Madagascar, silence on coule…

C’est le titre de l’article publié sur jeuneafrique.com et je n’ai pas pu m’empêcher de sortir de ma tanière afin de le porter à votre connaissance chers lecteurs (oui je sais il n’y en a plus beaucoup). Et maintenant on va où ?

Extrait

Désastre politique et diplomatique

Désastre politique : alors que la transition ne devait pas durer plus de quelques mois (promesse de Rajoelina), elle a entamé, le 17 mars, sa cinquième année, et semble ne jamais devoir en finir, à cause d’une classe politique plus divisée que jamais, comme en témoigne le nombre de candidatures à la présidentielle (41) et l’incapacité de ses deux figures principales, Rajoelina et Ravalomanana, à dépasser leur haine réciproque. Ainsi la date de l’élection, le 8 mai, repoussée au 24 juillet, a-t-elle encore été reculée, en raison du blocage consécutif aux candidatures controversées de Rajoelina, de Lalao Ravalomanana, l’épouse du chef de l’État déchu, et de l’ancien président Didier Ratsiraka.

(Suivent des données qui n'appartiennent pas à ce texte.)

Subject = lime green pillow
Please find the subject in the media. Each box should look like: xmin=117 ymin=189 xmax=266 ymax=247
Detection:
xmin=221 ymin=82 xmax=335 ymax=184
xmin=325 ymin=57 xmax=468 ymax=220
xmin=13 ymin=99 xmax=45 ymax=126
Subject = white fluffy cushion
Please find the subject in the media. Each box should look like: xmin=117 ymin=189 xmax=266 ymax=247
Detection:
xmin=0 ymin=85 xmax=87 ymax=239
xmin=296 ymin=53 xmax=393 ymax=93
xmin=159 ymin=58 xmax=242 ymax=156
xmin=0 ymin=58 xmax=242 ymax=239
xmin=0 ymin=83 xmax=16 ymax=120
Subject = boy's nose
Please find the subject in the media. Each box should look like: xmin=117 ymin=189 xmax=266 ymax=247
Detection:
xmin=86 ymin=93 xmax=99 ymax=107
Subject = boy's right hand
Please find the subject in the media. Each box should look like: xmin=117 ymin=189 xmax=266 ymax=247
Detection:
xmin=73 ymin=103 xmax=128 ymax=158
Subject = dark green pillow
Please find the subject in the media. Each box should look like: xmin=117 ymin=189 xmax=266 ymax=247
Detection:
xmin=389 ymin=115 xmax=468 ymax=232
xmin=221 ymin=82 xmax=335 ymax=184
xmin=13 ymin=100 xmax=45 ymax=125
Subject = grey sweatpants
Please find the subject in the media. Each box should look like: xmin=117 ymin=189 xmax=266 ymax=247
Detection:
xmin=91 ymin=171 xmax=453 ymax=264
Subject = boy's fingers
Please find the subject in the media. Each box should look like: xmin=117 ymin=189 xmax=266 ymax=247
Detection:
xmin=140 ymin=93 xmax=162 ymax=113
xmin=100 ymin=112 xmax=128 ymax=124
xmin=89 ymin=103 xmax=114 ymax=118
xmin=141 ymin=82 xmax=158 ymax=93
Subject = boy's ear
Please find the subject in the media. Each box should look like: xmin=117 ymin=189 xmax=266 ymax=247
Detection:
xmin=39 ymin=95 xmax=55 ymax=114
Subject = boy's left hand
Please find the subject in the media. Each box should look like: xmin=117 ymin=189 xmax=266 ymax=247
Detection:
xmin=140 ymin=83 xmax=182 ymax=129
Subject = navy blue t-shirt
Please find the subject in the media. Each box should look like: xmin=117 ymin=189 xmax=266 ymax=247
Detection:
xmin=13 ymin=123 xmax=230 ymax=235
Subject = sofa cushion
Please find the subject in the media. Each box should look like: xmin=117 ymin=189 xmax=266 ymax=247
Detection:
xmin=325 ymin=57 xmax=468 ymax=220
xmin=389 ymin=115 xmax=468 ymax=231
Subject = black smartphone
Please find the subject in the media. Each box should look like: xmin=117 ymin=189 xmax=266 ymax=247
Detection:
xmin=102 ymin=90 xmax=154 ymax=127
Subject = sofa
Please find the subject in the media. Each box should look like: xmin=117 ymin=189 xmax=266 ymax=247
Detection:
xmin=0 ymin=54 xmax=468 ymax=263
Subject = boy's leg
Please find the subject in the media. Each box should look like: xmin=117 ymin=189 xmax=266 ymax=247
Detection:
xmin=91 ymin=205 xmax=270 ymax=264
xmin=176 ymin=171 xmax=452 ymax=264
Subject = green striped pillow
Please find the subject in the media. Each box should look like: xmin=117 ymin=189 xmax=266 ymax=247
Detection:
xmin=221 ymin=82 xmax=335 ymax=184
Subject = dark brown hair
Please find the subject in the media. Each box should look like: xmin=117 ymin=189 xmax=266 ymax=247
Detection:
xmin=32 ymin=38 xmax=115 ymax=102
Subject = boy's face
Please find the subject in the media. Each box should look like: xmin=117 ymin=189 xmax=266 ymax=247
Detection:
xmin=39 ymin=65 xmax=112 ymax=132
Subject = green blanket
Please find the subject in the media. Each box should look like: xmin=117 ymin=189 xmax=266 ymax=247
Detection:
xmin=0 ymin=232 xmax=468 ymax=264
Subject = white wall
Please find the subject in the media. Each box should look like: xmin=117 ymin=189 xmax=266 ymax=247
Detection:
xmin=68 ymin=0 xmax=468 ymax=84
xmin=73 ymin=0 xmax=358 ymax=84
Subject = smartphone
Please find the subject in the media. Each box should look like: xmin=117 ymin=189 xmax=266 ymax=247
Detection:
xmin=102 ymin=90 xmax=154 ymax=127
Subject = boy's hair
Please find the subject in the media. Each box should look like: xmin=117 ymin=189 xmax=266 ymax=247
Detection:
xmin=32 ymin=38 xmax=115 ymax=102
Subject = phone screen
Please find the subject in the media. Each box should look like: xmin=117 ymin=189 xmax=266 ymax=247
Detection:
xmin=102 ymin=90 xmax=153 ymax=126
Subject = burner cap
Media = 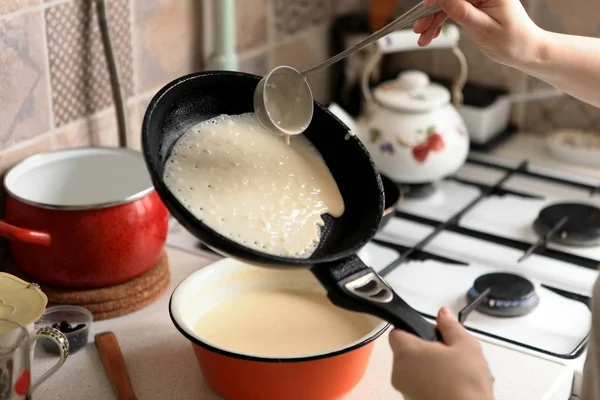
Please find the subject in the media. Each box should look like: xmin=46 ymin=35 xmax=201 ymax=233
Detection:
xmin=467 ymin=272 xmax=540 ymax=317
xmin=400 ymin=182 xmax=436 ymax=199
xmin=533 ymin=203 xmax=600 ymax=246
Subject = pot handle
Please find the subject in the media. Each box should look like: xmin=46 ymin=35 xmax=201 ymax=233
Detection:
xmin=360 ymin=24 xmax=469 ymax=112
xmin=312 ymin=255 xmax=442 ymax=342
xmin=0 ymin=220 xmax=52 ymax=246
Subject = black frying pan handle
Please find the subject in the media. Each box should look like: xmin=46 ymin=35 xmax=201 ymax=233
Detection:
xmin=312 ymin=255 xmax=442 ymax=342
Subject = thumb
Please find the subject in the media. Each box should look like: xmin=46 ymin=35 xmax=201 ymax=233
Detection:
xmin=437 ymin=0 xmax=490 ymax=30
xmin=437 ymin=307 xmax=469 ymax=345
xmin=388 ymin=329 xmax=423 ymax=354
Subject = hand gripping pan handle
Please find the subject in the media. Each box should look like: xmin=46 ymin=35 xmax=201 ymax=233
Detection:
xmin=312 ymin=255 xmax=442 ymax=342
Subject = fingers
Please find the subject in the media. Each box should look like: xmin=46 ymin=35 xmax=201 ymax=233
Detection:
xmin=413 ymin=14 xmax=435 ymax=33
xmin=437 ymin=0 xmax=490 ymax=29
xmin=437 ymin=307 xmax=471 ymax=346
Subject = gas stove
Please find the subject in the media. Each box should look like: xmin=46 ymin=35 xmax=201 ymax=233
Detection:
xmin=169 ymin=154 xmax=600 ymax=395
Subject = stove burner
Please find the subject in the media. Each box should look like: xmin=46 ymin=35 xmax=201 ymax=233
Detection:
xmin=467 ymin=272 xmax=540 ymax=317
xmin=399 ymin=182 xmax=436 ymax=199
xmin=533 ymin=203 xmax=600 ymax=247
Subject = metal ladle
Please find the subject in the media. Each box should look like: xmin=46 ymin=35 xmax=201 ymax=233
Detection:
xmin=254 ymin=2 xmax=441 ymax=135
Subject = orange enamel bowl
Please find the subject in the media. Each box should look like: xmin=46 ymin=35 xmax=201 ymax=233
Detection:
xmin=169 ymin=258 xmax=389 ymax=400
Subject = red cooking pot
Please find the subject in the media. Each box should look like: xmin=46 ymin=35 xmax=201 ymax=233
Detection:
xmin=0 ymin=147 xmax=168 ymax=288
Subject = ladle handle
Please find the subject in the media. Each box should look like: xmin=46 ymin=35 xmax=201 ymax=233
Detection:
xmin=312 ymin=255 xmax=442 ymax=342
xmin=302 ymin=2 xmax=441 ymax=75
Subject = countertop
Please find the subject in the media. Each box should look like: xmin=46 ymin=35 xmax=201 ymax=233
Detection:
xmin=33 ymin=248 xmax=573 ymax=400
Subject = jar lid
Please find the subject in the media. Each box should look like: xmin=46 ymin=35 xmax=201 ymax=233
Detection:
xmin=0 ymin=272 xmax=48 ymax=334
xmin=373 ymin=70 xmax=451 ymax=112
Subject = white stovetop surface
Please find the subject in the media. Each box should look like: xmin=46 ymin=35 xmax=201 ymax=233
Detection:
xmin=34 ymin=136 xmax=600 ymax=400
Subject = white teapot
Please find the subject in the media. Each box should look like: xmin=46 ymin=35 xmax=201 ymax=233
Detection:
xmin=329 ymin=25 xmax=469 ymax=184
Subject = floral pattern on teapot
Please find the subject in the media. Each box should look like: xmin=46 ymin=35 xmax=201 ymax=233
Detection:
xmin=369 ymin=124 xmax=467 ymax=163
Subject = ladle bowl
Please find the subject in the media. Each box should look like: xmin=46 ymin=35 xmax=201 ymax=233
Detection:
xmin=254 ymin=66 xmax=314 ymax=135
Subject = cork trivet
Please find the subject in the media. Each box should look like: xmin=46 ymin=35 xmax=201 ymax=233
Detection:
xmin=6 ymin=252 xmax=171 ymax=320
xmin=6 ymin=251 xmax=170 ymax=305
xmin=53 ymin=275 xmax=171 ymax=321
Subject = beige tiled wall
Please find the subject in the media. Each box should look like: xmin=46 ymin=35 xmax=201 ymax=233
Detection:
xmin=0 ymin=0 xmax=367 ymax=172
xmin=0 ymin=0 xmax=600 ymax=179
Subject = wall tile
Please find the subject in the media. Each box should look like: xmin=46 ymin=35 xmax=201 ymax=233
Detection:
xmin=532 ymin=0 xmax=600 ymax=36
xmin=129 ymin=93 xmax=154 ymax=150
xmin=0 ymin=133 xmax=52 ymax=173
xmin=0 ymin=11 xmax=50 ymax=149
xmin=133 ymin=0 xmax=202 ymax=93
xmin=55 ymin=105 xmax=139 ymax=148
xmin=239 ymin=51 xmax=269 ymax=76
xmin=433 ymin=29 xmax=527 ymax=92
xmin=0 ymin=0 xmax=41 ymax=15
xmin=46 ymin=0 xmax=133 ymax=126
xmin=236 ymin=0 xmax=269 ymax=51
xmin=274 ymin=26 xmax=330 ymax=104
xmin=271 ymin=0 xmax=333 ymax=37
xmin=524 ymin=0 xmax=600 ymax=133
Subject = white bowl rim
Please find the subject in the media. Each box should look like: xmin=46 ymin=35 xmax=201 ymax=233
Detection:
xmin=169 ymin=258 xmax=391 ymax=363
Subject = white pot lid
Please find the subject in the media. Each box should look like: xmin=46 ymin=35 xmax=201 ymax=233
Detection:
xmin=0 ymin=272 xmax=48 ymax=335
xmin=373 ymin=70 xmax=451 ymax=112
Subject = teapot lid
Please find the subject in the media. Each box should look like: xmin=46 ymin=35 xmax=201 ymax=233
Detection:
xmin=373 ymin=70 xmax=451 ymax=112
xmin=0 ymin=272 xmax=48 ymax=334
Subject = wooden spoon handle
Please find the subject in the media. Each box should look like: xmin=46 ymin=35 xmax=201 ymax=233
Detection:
xmin=94 ymin=332 xmax=137 ymax=400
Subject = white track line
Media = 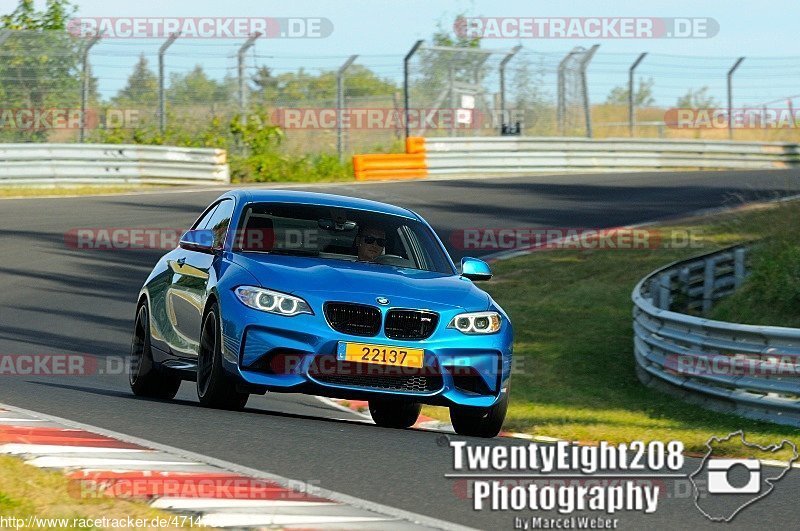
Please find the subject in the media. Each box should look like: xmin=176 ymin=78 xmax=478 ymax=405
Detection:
xmin=150 ymin=498 xmax=340 ymax=512
xmin=200 ymin=513 xmax=394 ymax=527
xmin=0 ymin=404 xmax=475 ymax=531
xmin=0 ymin=443 xmax=147 ymax=455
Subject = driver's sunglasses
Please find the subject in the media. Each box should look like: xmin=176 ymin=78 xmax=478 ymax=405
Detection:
xmin=364 ymin=236 xmax=386 ymax=247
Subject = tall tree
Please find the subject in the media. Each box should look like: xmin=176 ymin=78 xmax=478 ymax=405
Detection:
xmin=113 ymin=54 xmax=158 ymax=107
xmin=0 ymin=0 xmax=86 ymax=140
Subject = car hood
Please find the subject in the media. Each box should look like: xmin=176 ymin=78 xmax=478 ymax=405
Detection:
xmin=233 ymin=253 xmax=489 ymax=311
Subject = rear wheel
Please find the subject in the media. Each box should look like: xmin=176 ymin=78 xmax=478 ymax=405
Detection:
xmin=197 ymin=304 xmax=250 ymax=410
xmin=450 ymin=393 xmax=508 ymax=438
xmin=369 ymin=400 xmax=422 ymax=429
xmin=128 ymin=303 xmax=181 ymax=399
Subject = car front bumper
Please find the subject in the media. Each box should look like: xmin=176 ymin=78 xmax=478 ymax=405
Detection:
xmin=222 ymin=294 xmax=513 ymax=407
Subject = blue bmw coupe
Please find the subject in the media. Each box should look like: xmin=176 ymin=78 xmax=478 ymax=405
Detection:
xmin=125 ymin=190 xmax=513 ymax=437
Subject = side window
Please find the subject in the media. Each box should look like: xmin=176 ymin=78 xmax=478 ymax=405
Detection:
xmin=199 ymin=199 xmax=233 ymax=249
xmin=192 ymin=204 xmax=219 ymax=230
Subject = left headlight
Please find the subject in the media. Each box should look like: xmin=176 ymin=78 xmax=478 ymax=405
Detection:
xmin=234 ymin=286 xmax=314 ymax=317
xmin=447 ymin=312 xmax=503 ymax=335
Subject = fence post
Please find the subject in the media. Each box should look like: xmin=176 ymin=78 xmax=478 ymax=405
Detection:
xmin=403 ymin=40 xmax=425 ymax=138
xmin=556 ymin=50 xmax=577 ymax=136
xmin=79 ymin=35 xmax=100 ymax=144
xmin=500 ymin=44 xmax=522 ymax=132
xmin=703 ymin=256 xmax=717 ymax=314
xmin=733 ymin=247 xmax=747 ymax=289
xmin=628 ymin=52 xmax=647 ymax=137
xmin=158 ymin=33 xmax=181 ymax=134
xmin=236 ymin=32 xmax=261 ymax=124
xmin=580 ymin=44 xmax=600 ymax=138
xmin=336 ymin=55 xmax=358 ymax=162
xmin=728 ymin=57 xmax=744 ymax=140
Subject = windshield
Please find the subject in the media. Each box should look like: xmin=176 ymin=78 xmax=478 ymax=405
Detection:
xmin=235 ymin=203 xmax=455 ymax=274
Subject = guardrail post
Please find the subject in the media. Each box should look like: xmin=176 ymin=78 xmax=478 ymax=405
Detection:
xmin=158 ymin=33 xmax=181 ymax=134
xmin=500 ymin=44 xmax=522 ymax=134
xmin=658 ymin=273 xmax=672 ymax=310
xmin=728 ymin=57 xmax=744 ymax=140
xmin=236 ymin=32 xmax=261 ymax=128
xmin=628 ymin=52 xmax=647 ymax=137
xmin=733 ymin=248 xmax=747 ymax=289
xmin=703 ymin=257 xmax=717 ymax=313
xmin=79 ymin=35 xmax=100 ymax=144
xmin=336 ymin=55 xmax=358 ymax=162
xmin=403 ymin=40 xmax=425 ymax=138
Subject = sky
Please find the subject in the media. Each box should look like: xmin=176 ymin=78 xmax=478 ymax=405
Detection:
xmin=7 ymin=0 xmax=800 ymax=105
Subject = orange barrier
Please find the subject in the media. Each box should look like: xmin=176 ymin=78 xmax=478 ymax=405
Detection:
xmin=353 ymin=137 xmax=428 ymax=181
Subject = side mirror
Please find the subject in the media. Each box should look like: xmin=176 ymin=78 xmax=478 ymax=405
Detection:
xmin=180 ymin=229 xmax=216 ymax=254
xmin=461 ymin=258 xmax=492 ymax=281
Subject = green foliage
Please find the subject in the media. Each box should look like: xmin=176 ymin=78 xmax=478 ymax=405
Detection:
xmin=251 ymin=64 xmax=399 ymax=106
xmin=711 ymin=205 xmax=800 ymax=328
xmin=606 ymin=78 xmax=655 ymax=107
xmin=112 ymin=54 xmax=158 ymax=106
xmin=675 ymin=86 xmax=718 ymax=109
xmin=0 ymin=0 xmax=90 ymax=142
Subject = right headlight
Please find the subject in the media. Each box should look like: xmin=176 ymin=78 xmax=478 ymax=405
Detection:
xmin=234 ymin=286 xmax=314 ymax=317
xmin=447 ymin=312 xmax=503 ymax=335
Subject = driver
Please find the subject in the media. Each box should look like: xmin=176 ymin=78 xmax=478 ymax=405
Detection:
xmin=356 ymin=226 xmax=386 ymax=262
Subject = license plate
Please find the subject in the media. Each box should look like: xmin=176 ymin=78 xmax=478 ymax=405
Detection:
xmin=336 ymin=343 xmax=425 ymax=369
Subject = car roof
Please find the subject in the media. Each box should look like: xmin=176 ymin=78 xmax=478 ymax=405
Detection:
xmin=219 ymin=189 xmax=419 ymax=219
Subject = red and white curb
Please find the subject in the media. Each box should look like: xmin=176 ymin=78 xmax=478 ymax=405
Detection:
xmin=0 ymin=404 xmax=476 ymax=531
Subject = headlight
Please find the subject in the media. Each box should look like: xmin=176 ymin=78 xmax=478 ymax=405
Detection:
xmin=235 ymin=286 xmax=314 ymax=317
xmin=447 ymin=312 xmax=501 ymax=334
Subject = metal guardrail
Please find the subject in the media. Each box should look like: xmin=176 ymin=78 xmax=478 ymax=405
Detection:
xmin=632 ymin=247 xmax=800 ymax=427
xmin=0 ymin=144 xmax=230 ymax=186
xmin=426 ymin=136 xmax=800 ymax=175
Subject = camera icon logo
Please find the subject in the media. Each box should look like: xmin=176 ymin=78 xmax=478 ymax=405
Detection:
xmin=689 ymin=431 xmax=800 ymax=522
xmin=708 ymin=459 xmax=761 ymax=494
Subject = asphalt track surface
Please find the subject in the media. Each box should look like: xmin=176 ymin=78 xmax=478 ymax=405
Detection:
xmin=0 ymin=171 xmax=800 ymax=529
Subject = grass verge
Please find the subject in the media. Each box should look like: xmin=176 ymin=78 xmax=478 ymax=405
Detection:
xmin=0 ymin=456 xmax=188 ymax=529
xmin=424 ymin=203 xmax=800 ymax=457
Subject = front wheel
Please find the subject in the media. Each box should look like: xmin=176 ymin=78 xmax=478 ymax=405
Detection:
xmin=128 ymin=303 xmax=181 ymax=400
xmin=369 ymin=400 xmax=422 ymax=429
xmin=450 ymin=393 xmax=508 ymax=439
xmin=197 ymin=304 xmax=250 ymax=410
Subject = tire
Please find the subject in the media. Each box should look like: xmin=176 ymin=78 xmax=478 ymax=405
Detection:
xmin=197 ymin=304 xmax=250 ymax=411
xmin=369 ymin=400 xmax=422 ymax=429
xmin=128 ymin=303 xmax=181 ymax=400
xmin=450 ymin=393 xmax=508 ymax=439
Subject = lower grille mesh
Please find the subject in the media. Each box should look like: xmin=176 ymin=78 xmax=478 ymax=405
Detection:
xmin=308 ymin=356 xmax=444 ymax=393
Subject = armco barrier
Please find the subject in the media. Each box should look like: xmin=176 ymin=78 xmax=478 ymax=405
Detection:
xmin=632 ymin=247 xmax=800 ymax=427
xmin=0 ymin=144 xmax=230 ymax=186
xmin=354 ymin=136 xmax=800 ymax=179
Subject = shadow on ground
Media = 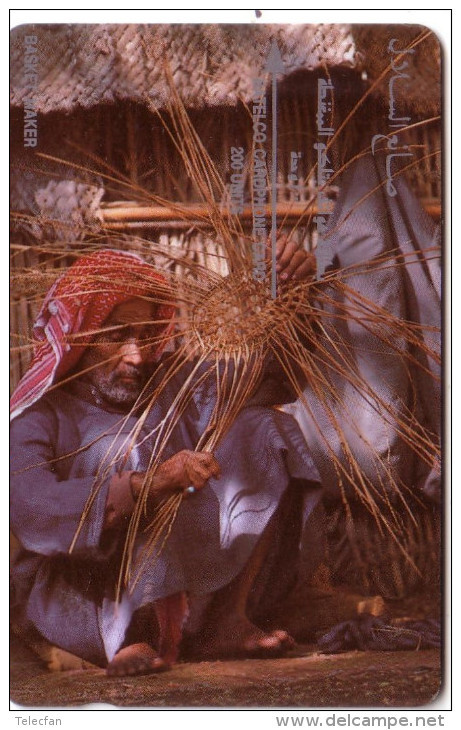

Désastre diplomatique aussi : boudé par les bailleurs de fonds et exclu des principales organisations internationales, le régime de transition n’a jamais réussi à briser son isolement. Désastre économique et social, enfin. Les données fournies par la Banque mondiale font froid dans le dos. Plus de 92 % de la population (estimée à 21 millions d’habitants) vit avec moins de 2 dollars par jour, soit 10 points de plus qu’en 2008. La crise a entraîné la perte de 6,3 milliards de dollars (4,8 milliards d’euros) et de dizaines de milliers d’emplois, si bien qu’en 2013, le revenu par habitant est retombé au niveau de celui de 2001…

Voteront, voteront pas ?

En avril, tout semblait aller comme sur des roulettes. Après plus de trois ans de négociations laborieuses, Andry Rajoelina et Marc Ravalomanana, en exil en Afrique du Sud, s’étaient engagés à ne pas participer à l’élection présidentielle censée mettre fin à la transition. Et puis, patatras ! Ravalomanana a fait de son épouse, Lalao, sa candidate. Didier Ratsiraka, l’ancien chef de l’État tout juste rentré d’exil, et que l’on croyait rangé des affaires, s’est lui aussi porté candidat. Andry Rajoelina, enfin, a décidé à son tour de se soumettre au suffrage des Malgaches, alors qu’il leur avait solennellement affirmé en janvier qu’il ne le ferait pas. Depuis, c’est l’impasse. La plupart des autres concurrents (41 en tout) s’opposent à ces trois candidatures – certains en appellent à l’armée -, tout comme la communauté internationale, qui menace les protagonistes de sanctions et a d’ores et déjà prévenu qu’une élection avec ces personnalités ne serait pas reconnue. L’équation semble insoluble. Soit les Malgaches organisent la présidentielle sans le soutien financier et technique de la communauté internationale, au risque de voir les résultats non reconnus et contestés. Soit ils se plient aux injonctions de l’étranger. Mais aucun des trois candidats ne semble prêt à faire ce sacrifice. En attendant, l’élection, déjà repoussée une première fois (du 8 mai au 24 juillet), a été une nouvelle fois décalée.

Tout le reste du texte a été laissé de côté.